Fayón era ayer y es desde el pasado lunes, vivísimo problema humano. Simplemente esto. Un punto y aparte trágico en el transcurrir de la vida de unas familias, que pasará inadvertido y posiblemente será tenue recuerdo para muchas mentalidades ajenas a estas horas de inquietud.
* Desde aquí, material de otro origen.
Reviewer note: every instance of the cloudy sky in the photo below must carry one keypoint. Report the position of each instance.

Diríamos que ante la impresionante realidad comprobada con ánimo sereno y firme voluntad de no alimentar recelos, ni posiciones extremas, no importa demasiado en estos momentos saber quién o qué puede cargar con la culpa de todo el dramatismo de una situación que no debe considerarse normal, ni edificante, no interesan aquí tanto las circunstancias motivadoras como los hechos que desbordan con amplitud la cuestión y nos sitúan ante un suceso en el que el desconsuelo humano, de los hombres, de las personas, está por encima de todo. Es un problema que está ahí, latente, vivido y comprobado, por más que se nos quiera convencer de lo contrario con fríos anuncios concebidos con datos técnicos, estadísticas y soluciones surgidas sobre las mesas de los despachos.
Hemos vivido durante unas horas de niebla, barro, angustias y protestas, los últimos tiempos del viejo pueblo de Fayón. La hora cero del que acaba y la hora cero para el que empieza.
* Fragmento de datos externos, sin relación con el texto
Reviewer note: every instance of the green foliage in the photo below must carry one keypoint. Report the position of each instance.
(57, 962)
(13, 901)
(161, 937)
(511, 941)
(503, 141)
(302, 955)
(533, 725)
El pueblo, viejo cuanto se quiera, si bien pintoresco y de perfiles entrañables para cada uno de sus habitantes, presenta el espacio de la desolación, la tristeza y el abandono. Envuelto en la niebla, los ocres de paredes y tejados reflejan sombras en las aguas que, centímetro a centímetro, van tragando su historia física; su aspecto es el de un ser vivo que tras lucha desigual por no sucumbir, agostadas sus posibilidades, se abandona al destino con los ojos abiertos, casi desorbitados y la boca abierta por el último aliento, como esas oquedades negras –vacías- de las puertas, balcones y ventanas del pueblo.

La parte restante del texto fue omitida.